If the garden functions as a symbol of paradise, no matter the tradition, there must be something that is fundamentally stable about it. This is especially true for the Abrahamic monotheistic cultures where God must be always perfect in all respects. Yet gardens, as amalgams of nature and design, are subject to the many changes that all nature is subject to. It is through gardening practice that we work against the devolution of the garden back to a wild space. It is through our efforts in tending gardens that we actively seek to keep gardens as places of the immutable perfection that, at least in monotheism, we associate with the divine.

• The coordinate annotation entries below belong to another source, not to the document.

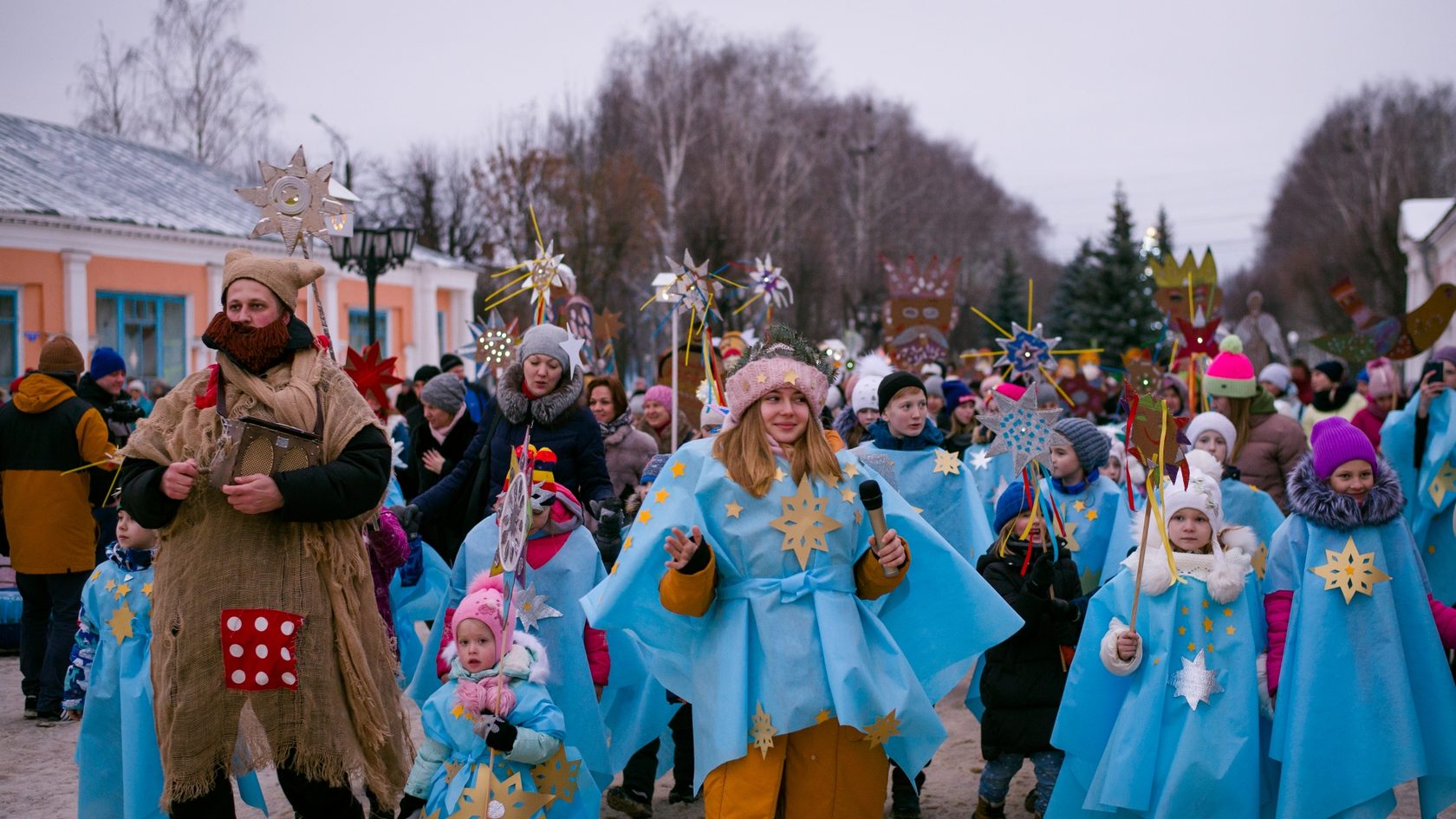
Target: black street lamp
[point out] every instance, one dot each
(373, 251)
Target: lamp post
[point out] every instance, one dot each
(373, 251)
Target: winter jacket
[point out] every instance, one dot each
(1270, 449)
(627, 452)
(556, 421)
(1025, 675)
(45, 432)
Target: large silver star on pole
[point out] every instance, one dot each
(1196, 682)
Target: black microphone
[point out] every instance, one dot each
(874, 502)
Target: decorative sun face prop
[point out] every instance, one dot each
(296, 203)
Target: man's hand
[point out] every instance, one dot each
(254, 494)
(177, 481)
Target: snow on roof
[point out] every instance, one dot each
(1419, 218)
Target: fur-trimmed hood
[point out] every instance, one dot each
(1314, 498)
(545, 410)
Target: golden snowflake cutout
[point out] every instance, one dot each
(762, 731)
(804, 523)
(882, 729)
(1350, 570)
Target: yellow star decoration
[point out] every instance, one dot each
(804, 523)
(946, 464)
(762, 731)
(1443, 483)
(558, 776)
(882, 729)
(120, 622)
(1350, 570)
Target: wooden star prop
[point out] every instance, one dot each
(120, 622)
(295, 203)
(1350, 570)
(556, 776)
(804, 523)
(946, 464)
(1021, 429)
(762, 731)
(882, 729)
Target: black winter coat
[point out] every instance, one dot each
(1025, 675)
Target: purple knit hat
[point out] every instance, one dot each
(1334, 442)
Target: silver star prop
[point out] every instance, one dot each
(1196, 682)
(1021, 429)
(533, 608)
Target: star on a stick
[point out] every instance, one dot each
(1350, 570)
(804, 523)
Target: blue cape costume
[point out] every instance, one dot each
(796, 641)
(450, 795)
(1430, 485)
(1365, 697)
(1133, 745)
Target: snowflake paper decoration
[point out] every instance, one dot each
(1351, 571)
(296, 203)
(1021, 429)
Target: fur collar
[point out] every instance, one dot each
(1314, 498)
(546, 410)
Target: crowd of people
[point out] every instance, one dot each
(768, 603)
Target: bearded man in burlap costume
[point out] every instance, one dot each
(263, 614)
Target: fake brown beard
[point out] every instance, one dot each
(254, 348)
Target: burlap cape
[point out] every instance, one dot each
(346, 714)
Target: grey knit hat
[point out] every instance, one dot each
(445, 393)
(545, 340)
(1087, 440)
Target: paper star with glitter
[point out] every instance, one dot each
(946, 464)
(1196, 682)
(1350, 570)
(804, 523)
(120, 622)
(762, 731)
(1027, 352)
(1021, 429)
(533, 608)
(882, 729)
(295, 203)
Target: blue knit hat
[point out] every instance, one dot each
(1008, 506)
(105, 361)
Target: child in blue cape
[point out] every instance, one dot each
(108, 686)
(1023, 678)
(1165, 722)
(1362, 690)
(492, 733)
(801, 691)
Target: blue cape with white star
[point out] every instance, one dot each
(1365, 697)
(798, 643)
(948, 498)
(1133, 745)
(1430, 502)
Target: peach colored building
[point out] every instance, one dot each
(121, 245)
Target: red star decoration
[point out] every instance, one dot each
(370, 374)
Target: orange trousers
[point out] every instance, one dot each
(826, 771)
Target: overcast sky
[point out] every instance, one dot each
(1192, 104)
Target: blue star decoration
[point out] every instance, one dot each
(1027, 350)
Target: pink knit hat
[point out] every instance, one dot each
(1231, 374)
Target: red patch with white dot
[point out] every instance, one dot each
(258, 649)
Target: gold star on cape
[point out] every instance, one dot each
(882, 729)
(804, 522)
(762, 731)
(120, 622)
(946, 464)
(1350, 570)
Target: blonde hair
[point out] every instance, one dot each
(746, 455)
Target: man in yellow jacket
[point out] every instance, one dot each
(45, 436)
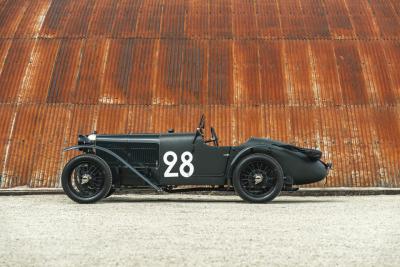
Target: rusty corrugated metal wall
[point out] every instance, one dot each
(316, 73)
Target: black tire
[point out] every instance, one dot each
(112, 191)
(86, 178)
(258, 178)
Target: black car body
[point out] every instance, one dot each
(166, 160)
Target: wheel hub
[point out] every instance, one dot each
(258, 178)
(85, 178)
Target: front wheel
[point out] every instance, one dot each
(258, 178)
(86, 178)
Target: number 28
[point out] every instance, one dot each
(186, 159)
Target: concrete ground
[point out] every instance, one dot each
(201, 230)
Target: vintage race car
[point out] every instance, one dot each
(258, 169)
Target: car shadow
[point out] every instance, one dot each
(143, 199)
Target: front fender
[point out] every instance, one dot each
(111, 153)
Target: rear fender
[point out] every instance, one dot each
(243, 153)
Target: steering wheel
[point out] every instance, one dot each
(214, 136)
(202, 125)
(200, 128)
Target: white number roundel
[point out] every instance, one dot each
(186, 159)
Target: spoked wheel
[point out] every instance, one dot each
(258, 178)
(86, 178)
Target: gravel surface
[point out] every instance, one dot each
(201, 230)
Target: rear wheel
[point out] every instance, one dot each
(258, 178)
(86, 178)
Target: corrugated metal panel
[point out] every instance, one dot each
(312, 73)
(14, 69)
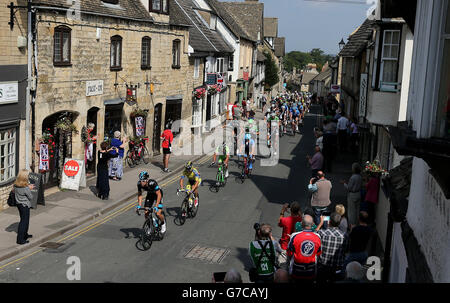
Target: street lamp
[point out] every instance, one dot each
(341, 44)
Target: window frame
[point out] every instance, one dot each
(149, 64)
(394, 88)
(10, 165)
(160, 11)
(176, 65)
(60, 30)
(118, 67)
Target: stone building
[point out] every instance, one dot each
(13, 95)
(103, 62)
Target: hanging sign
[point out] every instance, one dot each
(73, 175)
(140, 126)
(44, 164)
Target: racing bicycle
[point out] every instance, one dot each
(151, 230)
(188, 207)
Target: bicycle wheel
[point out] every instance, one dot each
(145, 155)
(194, 208)
(183, 212)
(130, 160)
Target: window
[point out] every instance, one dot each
(61, 46)
(7, 155)
(389, 60)
(159, 6)
(230, 62)
(145, 53)
(213, 22)
(443, 114)
(116, 53)
(196, 68)
(176, 54)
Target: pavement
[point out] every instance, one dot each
(215, 240)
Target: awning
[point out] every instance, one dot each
(113, 101)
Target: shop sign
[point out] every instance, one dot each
(94, 88)
(9, 92)
(74, 174)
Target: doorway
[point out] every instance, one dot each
(157, 129)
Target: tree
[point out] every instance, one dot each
(271, 71)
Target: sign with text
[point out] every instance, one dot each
(38, 191)
(363, 95)
(9, 92)
(94, 88)
(73, 175)
(211, 78)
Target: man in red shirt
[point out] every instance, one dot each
(167, 137)
(288, 225)
(305, 247)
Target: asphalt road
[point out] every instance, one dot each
(107, 251)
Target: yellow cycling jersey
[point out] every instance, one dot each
(192, 176)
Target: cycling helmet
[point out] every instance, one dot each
(188, 166)
(144, 176)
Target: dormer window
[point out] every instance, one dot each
(159, 6)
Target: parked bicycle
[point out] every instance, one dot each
(189, 207)
(221, 181)
(137, 153)
(151, 230)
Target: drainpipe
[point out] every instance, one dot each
(28, 95)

So the garden presents a paradox – a place of perfection, even transcendent perfection, but a place that is constantly working, because nature changes, against maintaining the order and design we, as gardeners, have imposed upon it and keep imposing upon it. I think it is this paradox that for many is the reason they become gardeners – it is an aesthetic form whose perfection is fleeting without the application of unwavering and constant creative activity.
A big thank you again to Professor Fenner for discussing his work with On the Arts. You can read the full paper, The Aesthetic Impact of the Garden of Eden, at Contemporary Aesthetics.
I think your premise faulty because man and woman were to till and keep the garden, and their expulsion prevented that. As the garden was intended to be tilled and kept, it thus must be in a state of languishment, not suspended animation. The expulsion is meant to prevent man in a fallen state to take and eat of the tree of life, not to destroy or annul the garden or the fulfillment of it's purpose. Only after mans redemption is the tree of life made accessible. I think it's rather like the Secret Garden, which I take as an metaphor or allusion to the Garden of Eden, hence it's universal appeal.